Other than Marcell Ozuna’s double in the second inning, the Cardinals didn’t get a ball to the outfield against Strasburg in the first three innings.

The Nats will stay in the zone as long as the Cardinals stay in the infield.

“We all know that we’ve really missed a lot of pitches that we could have done more with,” infielder Kolten Wong said. “Collectively, as a team, we know we’ve been missing pitches. When you do that against this pitching staff they’re going to run and they’re going to run and they’re going to run and they’re going to take advantage of it. We’ve been missing our pitches. Me, for sure. I’ve been missing some pitches, and these guys know how to take advantage of that.”
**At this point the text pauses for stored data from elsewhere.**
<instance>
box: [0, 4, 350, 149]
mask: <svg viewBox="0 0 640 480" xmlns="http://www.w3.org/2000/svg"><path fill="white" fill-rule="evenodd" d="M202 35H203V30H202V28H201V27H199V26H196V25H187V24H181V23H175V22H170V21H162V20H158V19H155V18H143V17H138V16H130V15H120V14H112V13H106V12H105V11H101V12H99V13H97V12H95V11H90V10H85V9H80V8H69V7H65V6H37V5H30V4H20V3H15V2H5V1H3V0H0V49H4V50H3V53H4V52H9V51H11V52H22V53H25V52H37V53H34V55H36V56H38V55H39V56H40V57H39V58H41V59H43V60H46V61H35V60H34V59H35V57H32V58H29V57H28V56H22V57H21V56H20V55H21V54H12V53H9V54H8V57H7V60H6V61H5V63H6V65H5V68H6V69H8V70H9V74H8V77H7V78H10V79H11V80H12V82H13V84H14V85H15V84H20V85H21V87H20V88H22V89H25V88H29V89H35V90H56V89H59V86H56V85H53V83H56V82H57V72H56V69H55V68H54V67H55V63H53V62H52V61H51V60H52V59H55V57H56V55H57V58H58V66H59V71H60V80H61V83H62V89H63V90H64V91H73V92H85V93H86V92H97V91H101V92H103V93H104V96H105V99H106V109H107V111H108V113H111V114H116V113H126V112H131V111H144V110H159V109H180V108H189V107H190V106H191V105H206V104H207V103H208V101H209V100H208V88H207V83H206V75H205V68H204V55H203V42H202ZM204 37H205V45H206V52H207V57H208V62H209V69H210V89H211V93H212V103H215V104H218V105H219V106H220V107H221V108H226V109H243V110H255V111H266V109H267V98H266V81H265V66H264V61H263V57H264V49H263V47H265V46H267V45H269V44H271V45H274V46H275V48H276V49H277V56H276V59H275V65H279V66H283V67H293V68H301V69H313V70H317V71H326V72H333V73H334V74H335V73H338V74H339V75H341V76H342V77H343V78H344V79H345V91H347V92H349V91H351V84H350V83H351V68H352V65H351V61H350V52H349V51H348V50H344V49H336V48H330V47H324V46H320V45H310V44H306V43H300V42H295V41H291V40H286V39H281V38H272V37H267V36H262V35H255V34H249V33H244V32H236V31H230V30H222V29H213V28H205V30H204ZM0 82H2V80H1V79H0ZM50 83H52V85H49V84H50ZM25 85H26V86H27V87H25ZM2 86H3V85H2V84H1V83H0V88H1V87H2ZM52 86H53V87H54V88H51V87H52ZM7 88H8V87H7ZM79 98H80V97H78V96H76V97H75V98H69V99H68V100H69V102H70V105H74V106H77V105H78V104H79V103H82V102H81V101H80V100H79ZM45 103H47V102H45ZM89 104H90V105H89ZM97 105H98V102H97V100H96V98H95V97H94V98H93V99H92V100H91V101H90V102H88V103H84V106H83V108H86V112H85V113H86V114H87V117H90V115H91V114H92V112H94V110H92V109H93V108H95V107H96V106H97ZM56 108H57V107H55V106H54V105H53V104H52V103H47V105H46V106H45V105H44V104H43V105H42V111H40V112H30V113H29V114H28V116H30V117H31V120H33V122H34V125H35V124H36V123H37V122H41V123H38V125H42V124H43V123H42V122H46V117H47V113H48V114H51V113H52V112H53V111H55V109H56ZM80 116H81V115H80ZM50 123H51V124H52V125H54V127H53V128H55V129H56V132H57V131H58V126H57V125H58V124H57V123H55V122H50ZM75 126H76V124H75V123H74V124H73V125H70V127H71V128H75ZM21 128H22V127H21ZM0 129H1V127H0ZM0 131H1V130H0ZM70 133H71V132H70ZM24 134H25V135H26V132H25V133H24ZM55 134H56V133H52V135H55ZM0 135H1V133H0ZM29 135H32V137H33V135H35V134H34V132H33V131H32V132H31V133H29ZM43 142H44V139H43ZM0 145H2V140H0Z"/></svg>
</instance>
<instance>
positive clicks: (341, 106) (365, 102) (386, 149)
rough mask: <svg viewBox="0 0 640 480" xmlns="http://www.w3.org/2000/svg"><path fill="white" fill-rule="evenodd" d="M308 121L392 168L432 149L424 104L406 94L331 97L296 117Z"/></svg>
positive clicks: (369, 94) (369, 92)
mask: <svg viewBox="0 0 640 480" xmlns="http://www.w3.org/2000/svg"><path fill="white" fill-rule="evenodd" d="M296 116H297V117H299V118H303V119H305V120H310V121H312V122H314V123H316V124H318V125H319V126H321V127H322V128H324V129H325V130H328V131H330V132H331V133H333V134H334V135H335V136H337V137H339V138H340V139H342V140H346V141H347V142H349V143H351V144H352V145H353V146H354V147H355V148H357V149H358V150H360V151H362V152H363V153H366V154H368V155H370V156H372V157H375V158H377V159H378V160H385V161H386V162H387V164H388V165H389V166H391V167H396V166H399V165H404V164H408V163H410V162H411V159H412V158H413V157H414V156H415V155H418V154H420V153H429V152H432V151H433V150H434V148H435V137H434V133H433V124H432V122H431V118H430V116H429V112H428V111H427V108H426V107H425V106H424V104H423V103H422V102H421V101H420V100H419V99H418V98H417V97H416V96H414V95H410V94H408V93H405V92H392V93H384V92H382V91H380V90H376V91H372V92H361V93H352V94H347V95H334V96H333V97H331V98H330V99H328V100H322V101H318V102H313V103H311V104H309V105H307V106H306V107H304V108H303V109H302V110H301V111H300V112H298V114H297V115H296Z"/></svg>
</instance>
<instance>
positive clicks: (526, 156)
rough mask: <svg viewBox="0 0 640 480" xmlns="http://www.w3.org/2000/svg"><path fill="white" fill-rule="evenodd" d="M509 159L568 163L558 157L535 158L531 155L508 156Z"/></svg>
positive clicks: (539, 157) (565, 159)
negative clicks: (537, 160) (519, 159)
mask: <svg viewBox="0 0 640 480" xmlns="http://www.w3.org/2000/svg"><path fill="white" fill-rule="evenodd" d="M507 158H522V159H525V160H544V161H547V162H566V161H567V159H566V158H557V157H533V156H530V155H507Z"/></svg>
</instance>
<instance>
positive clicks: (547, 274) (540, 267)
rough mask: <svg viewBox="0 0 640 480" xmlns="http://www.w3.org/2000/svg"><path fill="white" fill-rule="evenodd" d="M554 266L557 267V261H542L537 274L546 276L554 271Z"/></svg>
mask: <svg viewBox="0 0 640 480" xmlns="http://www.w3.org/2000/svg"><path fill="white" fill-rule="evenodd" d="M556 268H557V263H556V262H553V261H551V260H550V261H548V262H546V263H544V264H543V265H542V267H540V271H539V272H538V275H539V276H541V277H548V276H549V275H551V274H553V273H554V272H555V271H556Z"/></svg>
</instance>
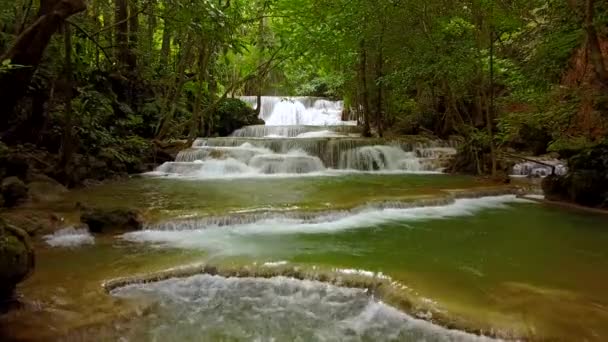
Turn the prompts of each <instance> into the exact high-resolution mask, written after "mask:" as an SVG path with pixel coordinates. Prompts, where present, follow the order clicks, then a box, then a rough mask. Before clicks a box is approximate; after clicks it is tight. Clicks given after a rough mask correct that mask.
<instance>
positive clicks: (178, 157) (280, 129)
mask: <svg viewBox="0 0 608 342" xmlns="http://www.w3.org/2000/svg"><path fill="white" fill-rule="evenodd" d="M241 99H242V100H244V101H246V102H248V103H250V104H252V106H255V105H256V100H257V99H256V97H242V98H241ZM342 109H343V104H342V102H340V101H329V100H325V99H320V98H313V97H291V98H283V97H262V108H261V110H260V117H261V118H263V119H264V120H265V121H266V125H264V126H259V125H258V126H248V127H244V128H242V129H239V130H237V131H235V132H234V133H233V134H232V136H231V137H226V138H201V139H197V140H196V141H194V143H193V144H192V147H191V148H189V149H187V150H184V151H181V152H180V153H179V154H178V156H177V158H176V161H175V162H170V163H165V164H164V165H162V166H160V167H159V168H158V169H157V170H156V172H155V173H154V174H156V175H178V176H187V177H194V178H234V177H257V176H263V175H300V174H308V175H312V174H315V175H335V174H336V171H342V172H344V171H348V172H362V171H363V172H440V171H442V170H443V169H444V168H445V167H446V164H447V161H449V159H450V158H451V157H452V156H453V155H454V154H455V153H456V150H455V149H454V148H453V146H451V144H449V143H447V142H442V141H430V140H428V139H425V138H418V137H416V138H397V139H378V138H362V137H361V134H360V128H359V127H357V126H356V125H355V123H354V122H348V121H342V120H341V116H342Z"/></svg>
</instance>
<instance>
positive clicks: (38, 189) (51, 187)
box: [27, 174, 68, 202]
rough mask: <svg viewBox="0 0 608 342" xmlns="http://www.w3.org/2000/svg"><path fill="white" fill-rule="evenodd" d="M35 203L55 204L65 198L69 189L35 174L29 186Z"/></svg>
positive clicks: (30, 180) (50, 180) (53, 180)
mask: <svg viewBox="0 0 608 342" xmlns="http://www.w3.org/2000/svg"><path fill="white" fill-rule="evenodd" d="M27 186H28V188H29V194H30V197H31V199H32V201H33V202H55V201H59V200H61V199H62V198H63V196H64V195H65V194H66V193H67V192H68V189H67V188H66V187H65V186H63V185H62V184H61V183H59V182H57V181H56V180H54V179H53V178H51V177H48V176H45V175H43V174H35V175H32V176H31V177H30V182H29V183H28V184H27Z"/></svg>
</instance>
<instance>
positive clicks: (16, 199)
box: [1, 177, 29, 207]
mask: <svg viewBox="0 0 608 342" xmlns="http://www.w3.org/2000/svg"><path fill="white" fill-rule="evenodd" d="M1 191H2V197H3V198H4V205H5V206H7V207H14V206H16V205H18V204H21V203H23V202H25V200H27V197H28V192H29V189H28V187H27V185H25V183H23V181H21V180H20V179H19V178H17V177H8V178H5V179H4V180H3V181H2V187H1Z"/></svg>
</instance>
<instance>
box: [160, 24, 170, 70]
mask: <svg viewBox="0 0 608 342" xmlns="http://www.w3.org/2000/svg"><path fill="white" fill-rule="evenodd" d="M170 52H171V30H170V26H169V21H168V20H167V19H166V18H165V19H164V23H163V43H162V46H161V48H160V67H161V70H162V69H164V68H166V67H167V63H168V62H169V53H170Z"/></svg>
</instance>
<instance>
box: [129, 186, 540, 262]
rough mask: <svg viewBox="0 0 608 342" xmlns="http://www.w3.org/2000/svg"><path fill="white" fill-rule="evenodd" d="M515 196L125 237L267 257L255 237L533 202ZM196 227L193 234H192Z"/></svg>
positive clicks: (163, 244)
mask: <svg viewBox="0 0 608 342" xmlns="http://www.w3.org/2000/svg"><path fill="white" fill-rule="evenodd" d="M529 202H530V201H527V200H523V199H518V198H517V197H516V196H514V195H507V196H494V197H482V198H476V199H457V200H456V201H454V202H453V203H452V204H448V205H443V206H435V207H418V208H407V209H374V208H370V209H368V210H363V211H360V212H354V213H349V212H343V213H335V214H324V215H321V216H319V217H314V218H308V219H304V218H297V217H289V216H286V215H280V214H277V215H276V216H271V217H261V218H260V220H258V221H254V222H245V223H242V224H238V223H237V224H232V225H220V224H207V223H203V224H201V225H200V226H194V227H193V225H192V224H191V223H190V224H187V225H184V226H182V227H181V228H182V229H183V230H180V226H179V224H176V226H174V227H173V230H150V229H148V230H142V231H137V232H131V233H127V234H124V235H122V238H123V239H125V240H128V241H132V242H141V243H154V244H158V245H160V246H164V247H169V248H171V247H176V248H184V249H203V250H207V251H210V252H213V253H216V254H217V255H257V254H260V253H264V251H263V250H262V251H261V250H260V248H259V246H257V245H256V243H255V239H253V237H255V236H258V237H264V236H276V235H290V234H331V233H336V232H340V231H345V230H351V229H370V228H374V227H377V226H379V225H382V224H386V223H390V222H400V223H406V222H413V221H420V220H435V219H443V218H448V217H458V216H471V215H474V214H476V213H477V212H479V211H482V210H484V209H493V208H494V209H505V208H508V204H509V203H529ZM193 228H194V229H193Z"/></svg>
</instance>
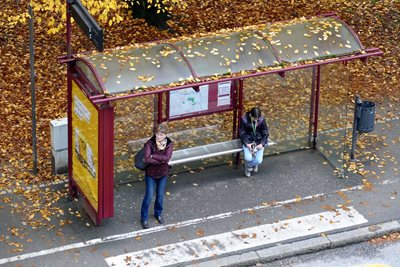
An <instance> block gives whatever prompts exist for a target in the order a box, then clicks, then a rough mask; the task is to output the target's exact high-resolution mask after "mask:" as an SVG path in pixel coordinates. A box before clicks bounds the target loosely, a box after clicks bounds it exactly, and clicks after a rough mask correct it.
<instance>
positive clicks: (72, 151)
mask: <svg viewBox="0 0 400 267" xmlns="http://www.w3.org/2000/svg"><path fill="white" fill-rule="evenodd" d="M98 122H99V121H98V112H97V110H96V108H95V107H94V106H93V104H92V103H91V102H90V101H89V100H88V99H87V98H86V96H85V95H84V94H83V93H82V91H81V90H80V89H79V87H78V85H77V84H76V83H75V82H74V81H72V170H73V178H74V180H75V182H76V183H77V184H78V186H79V188H80V189H81V191H82V192H83V193H84V194H85V196H86V198H87V199H88V201H89V202H90V204H91V205H92V206H93V208H94V209H95V210H96V211H98V172H99V168H98V136H99V126H98Z"/></svg>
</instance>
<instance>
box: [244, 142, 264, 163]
mask: <svg viewBox="0 0 400 267" xmlns="http://www.w3.org/2000/svg"><path fill="white" fill-rule="evenodd" d="M243 153H244V160H245V161H246V162H247V167H249V168H253V167H254V166H258V165H260V164H261V162H262V160H263V156H264V147H263V148H261V149H260V150H258V151H257V152H256V154H255V156H253V154H252V153H251V151H250V149H248V148H247V147H246V146H243Z"/></svg>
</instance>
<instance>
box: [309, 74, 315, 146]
mask: <svg viewBox="0 0 400 267" xmlns="http://www.w3.org/2000/svg"><path fill="white" fill-rule="evenodd" d="M311 79H312V80H311V96H310V120H309V124H308V144H309V146H310V147H311V146H312V144H311V143H312V136H313V125H314V104H315V102H314V101H315V84H316V79H317V71H316V67H313V68H312V76H311Z"/></svg>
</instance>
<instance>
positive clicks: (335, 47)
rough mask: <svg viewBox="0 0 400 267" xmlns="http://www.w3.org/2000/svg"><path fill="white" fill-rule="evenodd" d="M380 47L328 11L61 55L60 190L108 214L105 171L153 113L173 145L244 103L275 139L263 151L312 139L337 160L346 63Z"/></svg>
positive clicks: (235, 128) (376, 55)
mask: <svg viewBox="0 0 400 267" xmlns="http://www.w3.org/2000/svg"><path fill="white" fill-rule="evenodd" d="M379 55H382V52H381V51H380V50H379V49H378V48H371V49H367V48H365V47H364V46H363V45H362V43H361V42H360V40H359V38H358V37H357V35H356V34H355V33H354V31H353V30H352V29H351V28H350V27H349V26H348V25H347V24H346V23H345V22H344V21H342V20H341V19H340V18H338V17H337V16H336V15H335V14H327V15H322V16H318V17H312V18H307V19H305V18H303V19H296V20H293V21H286V22H278V23H272V24H265V25H257V26H253V27H247V28H241V29H235V30H230V31H221V32H218V33H214V34H208V35H198V36H193V37H190V38H180V39H174V40H165V41H160V42H155V43H147V44H140V45H133V46H129V47H121V48H115V49H112V50H107V51H104V52H101V53H100V52H89V53H84V54H79V55H75V56H74V57H73V58H72V59H64V60H63V59H61V60H60V61H61V62H65V63H68V64H69V68H68V141H69V151H68V153H69V188H70V194H71V195H76V194H77V193H78V192H79V193H81V195H82V196H83V203H84V208H85V210H86V212H87V213H88V214H89V216H90V217H91V219H92V220H93V222H94V223H95V224H100V223H101V221H102V220H103V219H104V218H108V217H112V216H113V214H114V193H113V192H114V179H115V177H117V175H118V174H121V173H122V174H123V173H124V172H125V171H126V170H128V171H130V172H132V171H133V170H132V169H133V161H132V159H133V157H132V155H133V154H134V150H139V149H140V148H141V147H142V146H143V144H144V142H145V140H146V138H149V137H150V136H151V135H152V133H153V127H154V125H155V124H156V123H160V122H164V121H168V122H169V125H170V128H171V131H172V132H173V133H172V134H171V135H173V136H172V139H173V140H174V141H175V149H178V150H179V149H186V148H189V147H196V146H200V145H204V144H214V143H218V142H224V141H229V140H234V139H237V138H238V127H239V123H240V118H241V116H242V115H243V114H244V112H245V111H247V110H248V109H249V108H250V107H252V106H259V107H261V109H262V111H263V113H264V114H265V117H266V118H267V122H268V124H269V128H270V137H271V138H272V139H273V140H274V142H275V145H274V146H271V147H270V148H269V149H266V151H265V153H266V154H271V153H280V152H286V151H290V150H295V149H304V148H314V149H317V150H319V151H320V152H321V154H322V155H323V156H324V157H326V159H327V161H329V162H330V163H331V164H332V165H333V166H334V167H335V168H337V169H338V170H343V164H344V150H345V137H346V134H347V133H346V132H347V129H348V128H349V127H348V126H347V125H346V121H347V116H348V114H349V110H348V101H349V98H348V95H349V90H348V89H349V86H350V72H349V70H348V69H349V68H348V66H347V64H352V63H351V62H353V61H355V60H356V59H360V60H362V61H366V59H367V58H368V57H370V56H379ZM128 144H131V150H129V149H128V147H129V146H128ZM132 147H133V148H132ZM132 149H133V152H132ZM213 160H214V159H207V160H203V161H200V165H202V166H205V165H210V164H215V163H216V162H215V161H213ZM218 160H221V159H218ZM218 160H217V161H218ZM222 160H224V161H226V160H227V159H226V158H223V159H222ZM174 168H175V167H174ZM177 168H179V167H177ZM180 168H183V169H185V168H186V169H187V168H188V167H187V166H186V165H183V166H180Z"/></svg>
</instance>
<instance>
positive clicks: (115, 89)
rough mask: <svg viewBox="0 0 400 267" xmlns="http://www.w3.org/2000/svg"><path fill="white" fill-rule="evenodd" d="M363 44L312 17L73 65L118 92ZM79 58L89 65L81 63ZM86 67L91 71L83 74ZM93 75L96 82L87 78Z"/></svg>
mask: <svg viewBox="0 0 400 267" xmlns="http://www.w3.org/2000/svg"><path fill="white" fill-rule="evenodd" d="M363 49H364V47H363V46H362V44H361V43H360V41H359V40H358V38H357V36H356V35H355V34H354V32H353V31H352V30H351V29H350V28H349V27H348V26H347V25H346V24H345V23H344V22H342V21H341V20H339V19H337V18H334V17H315V18H311V19H308V20H306V19H297V20H294V21H289V22H279V23H273V24H266V25H261V26H255V27H252V28H249V29H245V30H242V31H235V32H229V33H224V34H222V35H215V36H208V37H201V38H192V39H189V38H186V39H184V40H181V41H177V42H173V43H162V44H151V45H147V46H143V47H125V48H118V49H113V50H109V51H105V52H102V53H98V52H96V53H93V54H83V55H78V56H77V62H79V61H80V62H83V63H79V64H78V67H80V68H81V69H82V71H83V72H84V73H85V74H86V75H87V77H88V78H89V80H90V81H91V82H92V83H93V84H94V85H95V87H96V88H100V89H101V90H104V91H105V92H104V93H109V94H119V93H125V92H130V91H134V90H135V89H139V88H148V87H157V86H174V85H178V84H184V83H185V82H190V81H193V80H194V79H196V80H198V79H199V80H201V79H206V78H209V77H212V76H215V75H230V74H234V73H244V72H248V71H256V70H257V69H260V68H268V67H278V66H279V64H281V63H285V62H286V63H289V64H296V63H302V62H303V63H304V62H306V63H308V62H309V61H318V60H323V59H325V58H330V57H340V56H344V55H350V54H355V53H360V52H361V51H363ZM85 62H86V64H88V65H92V68H89V67H87V66H86V67H85V66H83V65H84V63H85ZM91 69H94V70H95V71H94V73H92V74H89V72H91V71H92V70H91ZM95 77H97V79H98V80H99V83H101V84H100V85H98V84H96V83H95V82H94V81H93V80H94V79H95Z"/></svg>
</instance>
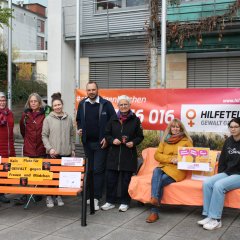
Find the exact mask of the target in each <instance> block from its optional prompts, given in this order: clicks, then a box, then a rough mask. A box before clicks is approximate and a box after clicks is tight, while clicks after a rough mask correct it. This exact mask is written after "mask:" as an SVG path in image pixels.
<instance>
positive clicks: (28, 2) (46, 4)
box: [12, 0, 48, 7]
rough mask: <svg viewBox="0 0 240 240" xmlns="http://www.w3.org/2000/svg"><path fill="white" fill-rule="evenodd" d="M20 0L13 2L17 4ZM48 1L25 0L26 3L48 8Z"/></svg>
mask: <svg viewBox="0 0 240 240" xmlns="http://www.w3.org/2000/svg"><path fill="white" fill-rule="evenodd" d="M18 1H19V0H13V1H12V2H13V3H17V2H18ZM47 2H48V0H24V3H39V4H41V5H43V6H45V7H47Z"/></svg>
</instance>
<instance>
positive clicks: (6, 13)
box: [0, 8, 12, 28]
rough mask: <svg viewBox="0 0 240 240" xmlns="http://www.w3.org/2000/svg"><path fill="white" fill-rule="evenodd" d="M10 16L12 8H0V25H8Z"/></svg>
mask: <svg viewBox="0 0 240 240" xmlns="http://www.w3.org/2000/svg"><path fill="white" fill-rule="evenodd" d="M10 17H12V10H11V9H9V8H0V27H1V28H3V26H4V25H5V26H7V27H9V23H8V20H9V18H10Z"/></svg>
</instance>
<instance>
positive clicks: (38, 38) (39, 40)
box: [37, 36, 44, 50]
mask: <svg viewBox="0 0 240 240" xmlns="http://www.w3.org/2000/svg"><path fill="white" fill-rule="evenodd" d="M37 50H44V38H43V37H39V36H38V37H37Z"/></svg>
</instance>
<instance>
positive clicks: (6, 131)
mask: <svg viewBox="0 0 240 240" xmlns="http://www.w3.org/2000/svg"><path fill="white" fill-rule="evenodd" d="M13 127H14V120H13V113H12V111H11V110H9V109H8V107H7V99H6V96H5V94H4V93H3V92H0V156H1V157H4V158H8V157H15V150H14V140H13ZM0 202H3V203H9V202H10V200H9V199H8V198H6V197H5V195H4V194H2V193H1V194H0Z"/></svg>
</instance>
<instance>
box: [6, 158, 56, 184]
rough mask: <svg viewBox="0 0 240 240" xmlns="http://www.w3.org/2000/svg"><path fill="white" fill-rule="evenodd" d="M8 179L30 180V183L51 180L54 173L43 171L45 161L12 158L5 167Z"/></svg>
mask: <svg viewBox="0 0 240 240" xmlns="http://www.w3.org/2000/svg"><path fill="white" fill-rule="evenodd" d="M5 171H7V172H8V175H7V177H8V178H22V177H24V178H28V180H30V181H43V180H51V179H52V178H53V173H52V172H50V171H48V170H43V159H40V158H27V157H11V158H9V163H8V165H6V166H5Z"/></svg>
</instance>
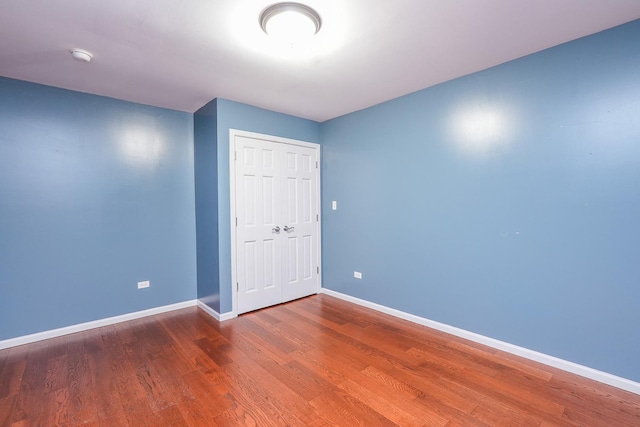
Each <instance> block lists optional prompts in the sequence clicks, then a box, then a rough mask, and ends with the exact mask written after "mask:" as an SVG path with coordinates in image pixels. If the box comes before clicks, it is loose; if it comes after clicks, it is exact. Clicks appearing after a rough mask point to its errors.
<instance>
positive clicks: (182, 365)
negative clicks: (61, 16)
mask: <svg viewBox="0 0 640 427" xmlns="http://www.w3.org/2000/svg"><path fill="white" fill-rule="evenodd" d="M55 425H100V426H110V427H112V426H142V425H148V426H173V425H176V426H182V425H186V426H208V425H211V426H216V425H221V426H230V425H242V426H245V425H246V426H270V425H276V426H326V425H335V426H368V427H371V426H378V425H385V426H391V425H400V426H422V425H426V426H503V425H513V426H555V425H561V426H640V396H638V395H635V394H632V393H628V392H625V391H622V390H619V389H616V388H613V387H610V386H606V385H603V384H600V383H597V382H594V381H591V380H587V379H584V378H581V377H578V376H574V375H571V374H568V373H565V372H562V371H559V370H556V369H553V368H549V367H547V366H545V365H540V364H537V363H534V362H531V361H528V360H525V359H521V358H518V357H516V356H512V355H509V354H506V353H503V352H499V351H497V350H494V349H491V348H488V347H484V346H481V345H478V344H475V343H472V342H469V341H465V340H463V339H460V338H456V337H452V336H450V335H447V334H444V333H441V332H437V331H434V330H431V329H428V328H425V327H422V326H419V325H415V324H412V323H410V322H406V321H403V320H398V319H395V318H393V317H390V316H387V315H384V314H380V313H377V312H374V311H371V310H368V309H365V308H362V307H359V306H357V305H352V304H349V303H346V302H343V301H340V300H338V299H335V298H332V297H329V296H326V295H317V296H313V297H309V298H305V299H302V300H298V301H294V302H291V303H288V304H284V305H281V306H277V307H272V308H268V309H265V310H262V311H258V312H254V313H249V314H246V315H243V316H241V317H239V318H238V319H234V320H230V321H227V322H224V323H218V322H217V321H215V320H213V319H212V318H210V317H209V316H208V315H207V314H205V313H204V312H202V311H201V310H199V309H197V308H195V307H194V308H188V309H184V310H179V311H174V312H171V313H165V314H161V315H157V316H152V317H149V318H145V319H140V320H135V321H130V322H125V323H120V324H117V325H113V326H108V327H104V328H100V329H94V330H91V331H86V332H82V333H77V334H73V335H68V336H65V337H60V338H55V339H51V340H48V341H42V342H38V343H34V344H29V345H25V346H20V347H14V348H11V349H6V350H2V351H0V426H55Z"/></svg>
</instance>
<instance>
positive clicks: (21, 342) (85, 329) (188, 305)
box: [0, 300, 196, 350]
mask: <svg viewBox="0 0 640 427" xmlns="http://www.w3.org/2000/svg"><path fill="white" fill-rule="evenodd" d="M195 305H196V300H190V301H184V302H179V303H176V304H170V305H164V306H162V307H155V308H150V309H148V310H142V311H136V312H134V313H128V314H122V315H120V316H114V317H108V318H106V319H99V320H94V321H91V322H86V323H79V324H77V325H71V326H65V327H64V328H58V329H51V330H49V331H43V332H38V333H35V334H31V335H24V336H21V337H16V338H11V339H8V340H3V341H0V350H2V349H5V348H9V347H16V346H19V345H24V344H30V343H33V342H36V341H42V340H47V339H49V338H56V337H61V336H63V335H69V334H75V333H76V332H82V331H88V330H89V329H95V328H100V327H102V326H109V325H113V324H116V323H121V322H126V321H128V320H134V319H140V318H142V317H147V316H153V315H156V314H160V313H166V312H168V311H174V310H180V309H181V308H187V307H193V306H195Z"/></svg>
The Nats starters extended their scoreless streak to 25 2/3 innings, the longest in the postseason since the Giants pitched a shutout for the entirety of the 1905 World Series. The Nats could be doing that if not for two misplays that gifted the Cardinals their only runs in three games. It took Michael A. Taylor’s misread of a fly ball in center late in Game 2 to give the Cardinals their first run of the series, and on Monday a slip, fall, and then wild throw by left fielder Juan Soto allowed Jose Martinez to score.

Martinez was the Cardinals’ twist to their lineup, and he responded with two hits. Washington also shifted its lineup, bringing back Victor Robles from a hamstring injury and starting him in center. Robles’ singled to start the Nats’ rally in the third, and he homered in the sixth to extend the Nats’ lead.

In Robles’ first three at-bats of the series he scored two runs, matching the Cardinals’ offensive output in their 91 at-bats.

“We’ve got to get a lead at some point in this series,” manager Mike Shildt said. “Hard to win a game if you can’t get a lead. We’ve got to figure out a way to create some offense and be able to hold it there.”

The Cardinals’ no-trace offense puts pressure on other facets of their game, and each found a way to snap in Game 3. What the Cardinals had to do so well for so long this season just to get this far came apart so fast on them in the defining innings of Monday’s mess.

The Cardinals made it a point during spring training to become a better defense and a better baserunning team, and did so by many metrics. They led the National League in steals. They were more aggressive, yet also more successful when taking the extra base. And then in the third inning, after his leadoff double, Ozuna was caught straying from second on a groundball, and Strasburg got an escape hatch by tagging him out.

The defense frayed in the third. All four runs will show up as earned in the box score, but that’s misleading. With two outs and one run in, Anthony Rendon, the Nats’ MVP this season, pulled a fly ball to left field. It was more can’t-miss than can of corn, and yet Ozuna slid and had it go off his glove. Awarded a double on the play, Rendon also got the RBI for a 2-0 lead. A full-count walk to Juan Soto brought up veteran Howie Kendrick.

Against Kendrick, Jack Flaherty held onto a pitch too long and put it in the dirt near catcher Yadier Molina’s right foot. The ball got past Molina, allowing both runners to move into scoring position. Flaherty’s line will show a wild pitch. It could have been a passed ball.

The next pitch was definitely a double. No scoring decision needed.

Kendricks’ first of three doubles Monday doubled the Nats’ lead, 4-0, and hastened Flaherty’s departure from the start while also leaving his ERA unfairly bruised. Flaherty allowed four runs on five hits and two walks. Three of the runs came as a result of or after Ozuna’s misplay in left field. Seven of the Nats’ eight runs came with two outs. Brief with his comments, Flaherty said he was “one pitch away there” from the inning ending and he didn’t get it past Kendrick.

Ozuna walked past reporters without comment Monday.

Another loss and there won’t be much to talk about.

“There is no concession speech being written,” Shildt said. “This is a team that can absolutely win four games in a row, and clearly we have to start (now), and we’ve got to get after it, which we will, and we have. Anybody who’s seen this team, we’re obviously, clearly, in a tough spot. There’s precedent for it. This team has created its own precedent.”